Larpent showed no objection, either, to a musical afterpiece by Charles Bonner and Robert Merry, presented at Covent Garden on 20 December 1790 as A Picture of Paris, Taken in the Year 1790, with a lavish scene showing the Fête de la Fédération on the Champs de Mars. To convince the Examiner that no dangerous incitement to insurrection was intended, the chorus sang some pointedly patriotic lines glorifying “Britain’s favour’d land” and her “ador’d” King, George III.
This book goes well beyond the implications of its title in many ways. Its seven chapters clearly show the impact of the French Revolution, the Reign of Terror, and the spreading shadow of Napoleon on a whole generation of ordinary people as well as politicians and dramatists. More particularly, it discusses the many currents of social change, such as the growing anti-slavery movement, as reflected in theater productions. As the author’s endnotes and bibliography indicate, he makes good use of recent as well as earlier scholarship, and provides a helpful perspective on both French and British stages at a time when great acting in the tradition of Garrick-Siddons-Kemble in England and the Lekain-Clairon-Dumesnil era in France was more of a fact of life than great playwriting. Throughout the book, too, we are made very conscious of the real, often cataclysmic, action taking place in the streets and on the battlefield.

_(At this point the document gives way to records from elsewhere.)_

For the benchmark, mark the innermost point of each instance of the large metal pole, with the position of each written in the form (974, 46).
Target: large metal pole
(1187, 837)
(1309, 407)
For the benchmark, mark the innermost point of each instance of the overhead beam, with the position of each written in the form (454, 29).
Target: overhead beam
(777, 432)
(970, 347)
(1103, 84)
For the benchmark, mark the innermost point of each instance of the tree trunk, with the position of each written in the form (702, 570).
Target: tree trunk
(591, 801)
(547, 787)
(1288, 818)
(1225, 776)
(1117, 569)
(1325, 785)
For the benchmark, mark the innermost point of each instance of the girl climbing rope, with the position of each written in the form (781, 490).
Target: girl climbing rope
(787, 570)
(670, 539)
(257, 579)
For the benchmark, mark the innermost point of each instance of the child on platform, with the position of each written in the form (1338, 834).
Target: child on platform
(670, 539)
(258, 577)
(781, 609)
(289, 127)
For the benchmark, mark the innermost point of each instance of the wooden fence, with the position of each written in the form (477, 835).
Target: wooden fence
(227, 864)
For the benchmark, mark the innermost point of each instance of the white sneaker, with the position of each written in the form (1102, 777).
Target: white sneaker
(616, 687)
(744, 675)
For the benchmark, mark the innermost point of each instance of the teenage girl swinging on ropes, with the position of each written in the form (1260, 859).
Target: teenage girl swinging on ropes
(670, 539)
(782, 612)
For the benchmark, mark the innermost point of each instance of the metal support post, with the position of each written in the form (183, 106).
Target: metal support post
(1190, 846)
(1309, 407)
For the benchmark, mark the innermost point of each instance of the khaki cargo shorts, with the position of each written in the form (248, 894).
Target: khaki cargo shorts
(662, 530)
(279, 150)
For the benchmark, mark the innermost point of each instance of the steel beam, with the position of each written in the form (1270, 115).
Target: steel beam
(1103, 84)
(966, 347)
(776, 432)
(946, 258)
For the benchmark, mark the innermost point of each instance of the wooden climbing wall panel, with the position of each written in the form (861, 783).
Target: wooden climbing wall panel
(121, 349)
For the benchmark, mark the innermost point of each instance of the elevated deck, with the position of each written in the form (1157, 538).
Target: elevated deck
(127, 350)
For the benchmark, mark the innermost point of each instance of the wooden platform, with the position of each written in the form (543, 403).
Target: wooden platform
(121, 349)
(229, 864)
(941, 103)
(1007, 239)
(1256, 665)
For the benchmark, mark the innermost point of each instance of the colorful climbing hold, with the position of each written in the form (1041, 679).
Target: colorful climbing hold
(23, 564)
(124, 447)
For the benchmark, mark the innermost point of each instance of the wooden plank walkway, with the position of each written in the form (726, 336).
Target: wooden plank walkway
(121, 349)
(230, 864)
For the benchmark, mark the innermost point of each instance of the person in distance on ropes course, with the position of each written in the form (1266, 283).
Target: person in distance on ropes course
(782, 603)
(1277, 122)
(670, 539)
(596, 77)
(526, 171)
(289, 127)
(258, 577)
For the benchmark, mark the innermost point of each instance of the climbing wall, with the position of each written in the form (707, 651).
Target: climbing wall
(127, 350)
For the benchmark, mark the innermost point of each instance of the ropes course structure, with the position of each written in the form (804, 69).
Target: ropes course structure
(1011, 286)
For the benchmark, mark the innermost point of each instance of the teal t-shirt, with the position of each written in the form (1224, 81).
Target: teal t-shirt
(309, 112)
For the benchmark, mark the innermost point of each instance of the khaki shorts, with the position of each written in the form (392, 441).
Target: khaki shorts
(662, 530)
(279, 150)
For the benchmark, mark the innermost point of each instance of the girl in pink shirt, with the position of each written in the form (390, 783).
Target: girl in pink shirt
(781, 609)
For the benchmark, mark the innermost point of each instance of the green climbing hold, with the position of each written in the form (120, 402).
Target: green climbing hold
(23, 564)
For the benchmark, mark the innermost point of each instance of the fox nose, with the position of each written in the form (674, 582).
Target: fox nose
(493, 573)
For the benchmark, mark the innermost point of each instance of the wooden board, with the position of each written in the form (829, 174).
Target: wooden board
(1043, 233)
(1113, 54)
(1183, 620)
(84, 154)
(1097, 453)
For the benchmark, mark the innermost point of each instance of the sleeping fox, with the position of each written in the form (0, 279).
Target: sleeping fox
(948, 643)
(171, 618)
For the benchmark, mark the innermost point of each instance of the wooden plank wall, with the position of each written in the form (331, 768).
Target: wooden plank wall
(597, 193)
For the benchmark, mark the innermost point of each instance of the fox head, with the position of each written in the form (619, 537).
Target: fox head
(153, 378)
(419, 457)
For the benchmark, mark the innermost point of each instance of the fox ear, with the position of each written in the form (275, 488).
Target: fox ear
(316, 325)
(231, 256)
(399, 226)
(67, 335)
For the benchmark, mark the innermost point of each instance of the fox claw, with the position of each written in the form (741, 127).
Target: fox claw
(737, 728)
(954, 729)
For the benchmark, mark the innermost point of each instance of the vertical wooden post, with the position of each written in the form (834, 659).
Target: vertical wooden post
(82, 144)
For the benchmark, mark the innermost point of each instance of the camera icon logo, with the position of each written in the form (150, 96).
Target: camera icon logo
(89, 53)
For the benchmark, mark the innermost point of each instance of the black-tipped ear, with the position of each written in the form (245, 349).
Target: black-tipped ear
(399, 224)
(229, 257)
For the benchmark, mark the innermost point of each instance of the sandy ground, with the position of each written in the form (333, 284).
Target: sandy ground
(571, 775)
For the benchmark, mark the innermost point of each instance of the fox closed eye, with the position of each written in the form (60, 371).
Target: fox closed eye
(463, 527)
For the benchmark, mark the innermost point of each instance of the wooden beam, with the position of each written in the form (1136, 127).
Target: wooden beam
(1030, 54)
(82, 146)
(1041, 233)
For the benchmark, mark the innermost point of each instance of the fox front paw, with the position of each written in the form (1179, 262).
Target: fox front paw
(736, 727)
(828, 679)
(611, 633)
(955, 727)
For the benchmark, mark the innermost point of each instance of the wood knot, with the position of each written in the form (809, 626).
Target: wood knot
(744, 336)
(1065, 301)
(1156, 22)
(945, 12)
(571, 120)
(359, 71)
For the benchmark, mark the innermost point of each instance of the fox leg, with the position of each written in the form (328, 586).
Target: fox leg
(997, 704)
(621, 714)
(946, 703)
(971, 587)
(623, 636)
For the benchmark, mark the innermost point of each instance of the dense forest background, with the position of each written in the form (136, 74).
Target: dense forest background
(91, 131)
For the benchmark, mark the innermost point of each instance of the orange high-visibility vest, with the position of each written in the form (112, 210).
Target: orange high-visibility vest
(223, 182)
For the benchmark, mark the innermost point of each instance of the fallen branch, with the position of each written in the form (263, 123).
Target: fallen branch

The book is not without its shortcomings, of course. What book is perfect? All the same, occasional stylistic flaws, of the sort that a competent copy editor might have caught, tend to blemish an otherwise solid and reliable contribution to the field of dramatic history. All too frequently, for example, the author uses run-on sentences involving the vexed comma splice. He makes no distinction between “effect” and “affect”, and occasionally confuses “principle” with “principal.” The reformer John Thelwall is wrongly named “Thewell” several times, and Susanna Centlivre is indexed as “Elizabeth Centilever,” while Mario Praz is re-christened “Prax.” He would have agonized over that!